Lady Margaret Douglas is one of the lesser known figures of the Tudor era, which is surprising, as she lived a life full of adventure – smuggled out of her native Scotland as a child, torn between loyalty to her cousin, Princess Mary, and Anne Boleyn, a favourite of her uncle Henry VIII, yet imprisoned by him for betrothing herself in secret, all before the age of 21. The remaining 40 years of her life were equally dramatic.
In this new biography by Morgan Ring, we have not only a thorough examination of Margaret’s life, but also the pleasure of reading a new writer whose clarity of style and smooth prose are a delight.

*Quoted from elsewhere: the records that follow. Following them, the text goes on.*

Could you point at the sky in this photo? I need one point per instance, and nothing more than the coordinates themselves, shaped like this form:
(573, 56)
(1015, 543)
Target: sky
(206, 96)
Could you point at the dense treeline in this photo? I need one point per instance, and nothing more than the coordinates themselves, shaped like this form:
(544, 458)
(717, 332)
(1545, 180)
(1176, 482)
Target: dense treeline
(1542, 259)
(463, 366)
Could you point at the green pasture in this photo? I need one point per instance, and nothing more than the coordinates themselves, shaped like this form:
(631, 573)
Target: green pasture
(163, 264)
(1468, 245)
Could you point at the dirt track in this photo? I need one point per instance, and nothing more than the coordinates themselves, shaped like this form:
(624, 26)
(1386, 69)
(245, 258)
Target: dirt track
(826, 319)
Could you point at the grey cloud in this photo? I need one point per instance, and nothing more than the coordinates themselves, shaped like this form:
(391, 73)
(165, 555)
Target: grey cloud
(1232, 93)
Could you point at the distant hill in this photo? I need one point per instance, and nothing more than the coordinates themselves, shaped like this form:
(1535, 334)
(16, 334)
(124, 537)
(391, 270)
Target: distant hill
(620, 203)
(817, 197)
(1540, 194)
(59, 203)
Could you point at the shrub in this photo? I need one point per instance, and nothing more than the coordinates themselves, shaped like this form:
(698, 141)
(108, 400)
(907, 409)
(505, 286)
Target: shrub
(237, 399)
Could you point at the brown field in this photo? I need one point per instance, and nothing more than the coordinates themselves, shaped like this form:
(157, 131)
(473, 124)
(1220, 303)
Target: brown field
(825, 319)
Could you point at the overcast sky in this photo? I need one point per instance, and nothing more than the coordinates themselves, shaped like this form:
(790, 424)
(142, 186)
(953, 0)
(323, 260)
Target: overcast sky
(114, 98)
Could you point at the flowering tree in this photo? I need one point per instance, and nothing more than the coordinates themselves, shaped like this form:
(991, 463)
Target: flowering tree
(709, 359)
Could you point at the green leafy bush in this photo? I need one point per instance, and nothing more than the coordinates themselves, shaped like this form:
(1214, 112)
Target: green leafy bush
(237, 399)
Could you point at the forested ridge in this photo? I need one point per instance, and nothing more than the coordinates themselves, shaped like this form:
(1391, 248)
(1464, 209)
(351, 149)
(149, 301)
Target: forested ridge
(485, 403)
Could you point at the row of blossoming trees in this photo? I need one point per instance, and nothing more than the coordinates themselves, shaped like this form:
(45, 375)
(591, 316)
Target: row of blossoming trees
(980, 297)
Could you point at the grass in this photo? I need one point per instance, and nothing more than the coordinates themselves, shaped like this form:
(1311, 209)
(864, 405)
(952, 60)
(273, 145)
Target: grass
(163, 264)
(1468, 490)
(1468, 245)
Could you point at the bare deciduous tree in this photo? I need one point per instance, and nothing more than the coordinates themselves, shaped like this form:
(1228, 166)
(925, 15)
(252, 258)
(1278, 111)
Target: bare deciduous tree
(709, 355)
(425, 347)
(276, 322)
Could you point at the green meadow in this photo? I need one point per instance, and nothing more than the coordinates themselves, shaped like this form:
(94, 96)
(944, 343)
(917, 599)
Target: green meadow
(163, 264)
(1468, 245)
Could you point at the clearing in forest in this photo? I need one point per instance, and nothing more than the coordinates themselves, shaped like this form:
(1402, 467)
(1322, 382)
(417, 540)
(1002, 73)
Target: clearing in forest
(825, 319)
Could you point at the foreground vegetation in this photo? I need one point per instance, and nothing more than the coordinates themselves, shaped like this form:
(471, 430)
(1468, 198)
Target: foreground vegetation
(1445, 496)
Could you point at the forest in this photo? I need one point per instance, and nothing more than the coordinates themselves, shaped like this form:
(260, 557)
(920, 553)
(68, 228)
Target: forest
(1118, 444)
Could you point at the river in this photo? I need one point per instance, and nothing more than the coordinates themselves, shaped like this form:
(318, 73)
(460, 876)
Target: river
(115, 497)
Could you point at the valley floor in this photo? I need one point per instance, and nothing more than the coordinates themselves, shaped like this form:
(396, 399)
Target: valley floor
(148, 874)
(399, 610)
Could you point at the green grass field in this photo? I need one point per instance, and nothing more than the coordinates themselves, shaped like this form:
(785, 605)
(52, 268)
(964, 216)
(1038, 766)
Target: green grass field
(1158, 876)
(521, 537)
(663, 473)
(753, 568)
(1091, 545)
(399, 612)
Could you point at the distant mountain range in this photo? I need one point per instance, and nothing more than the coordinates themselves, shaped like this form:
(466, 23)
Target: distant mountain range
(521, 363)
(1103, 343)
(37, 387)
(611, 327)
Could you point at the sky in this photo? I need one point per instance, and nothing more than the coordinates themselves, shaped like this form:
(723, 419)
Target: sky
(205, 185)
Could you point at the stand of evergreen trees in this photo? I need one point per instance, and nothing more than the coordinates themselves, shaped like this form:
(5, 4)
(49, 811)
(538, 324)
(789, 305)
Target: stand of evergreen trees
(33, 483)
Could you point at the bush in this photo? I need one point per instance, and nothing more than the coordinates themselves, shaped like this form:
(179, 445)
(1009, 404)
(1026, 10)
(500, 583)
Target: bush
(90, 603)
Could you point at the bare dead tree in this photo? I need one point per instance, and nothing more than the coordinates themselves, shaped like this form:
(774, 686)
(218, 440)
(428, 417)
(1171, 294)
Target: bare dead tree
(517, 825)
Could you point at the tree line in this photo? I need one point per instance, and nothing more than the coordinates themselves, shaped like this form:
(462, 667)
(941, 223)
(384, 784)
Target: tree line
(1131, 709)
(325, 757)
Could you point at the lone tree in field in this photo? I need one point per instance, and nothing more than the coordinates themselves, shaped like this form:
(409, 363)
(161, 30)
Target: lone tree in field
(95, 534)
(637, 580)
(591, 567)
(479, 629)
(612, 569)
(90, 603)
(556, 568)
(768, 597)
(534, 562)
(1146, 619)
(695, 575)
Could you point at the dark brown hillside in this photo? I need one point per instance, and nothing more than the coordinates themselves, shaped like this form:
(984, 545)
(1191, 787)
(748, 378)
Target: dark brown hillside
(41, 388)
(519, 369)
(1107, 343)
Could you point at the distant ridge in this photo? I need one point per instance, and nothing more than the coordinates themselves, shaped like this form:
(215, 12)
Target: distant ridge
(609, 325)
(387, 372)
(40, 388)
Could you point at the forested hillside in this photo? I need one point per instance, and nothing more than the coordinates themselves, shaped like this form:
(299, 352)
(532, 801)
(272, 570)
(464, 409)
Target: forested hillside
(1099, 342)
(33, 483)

Without unnecessary speculation about Margaret’s unknowable inner emotions, Ring manages to convey a strong sense of her personality – more flexible of conscience than her cousin Mary, less subtle than her cousin Elizabeth, and with the impulsive streak that she shared with her niece, Mary Queen of Scots.
Margaret lived in a world of spies and espionage and Ring describes very well how she used her ability to gather information to pull off the great coup of her life – the marriage of her son, Lord Darnley, to his cousin, the Queen of Scotland. It is quite clear from the evidence Ring produces that without Margaret’s driving ambition and her ability to talk almost anyone into almost anything, the marriage would never have taken place, and the history of both England and Scotland might have been very different.
The sources are, of course, limited, and there are whole swathes of Margaret’s life of which we can know nothing – the long years in Yorkshire, the day to day life with her husband, the Earl of Lennox, and her real feelings about Elizabeth, with whom she seems to have been on uneasy terms, but whom she still managed to sweet talk into relenting over Lennox’s imprisonment in the early 1560s.
One area where I felt a little more analysis might have been useful was in the treatment of the marriage of Margaret’s second son, Lord Charles Stuart, to Elizabeth Cavendish, daughter of the clever, and rich Bess of Hardwick, Countess of Shrewsbury. Ring appears to take Margaret’s version of the affair as purely a love match, pleaded for by the young couple themselves, but there is some evidence that Margaret had previously discussed it with the Bess, and she can hardly have been unaware of Queen Elizabeth’s likely reaction.
Ring has the gift of conveying an enormous amount of information in a few words, resulting in a book that is comprehensive, but not excessively long. All in all, this is an excellent book – thorough, fast-paced and readable. Highly recommended.
Tudor Times received a copy of the book for review.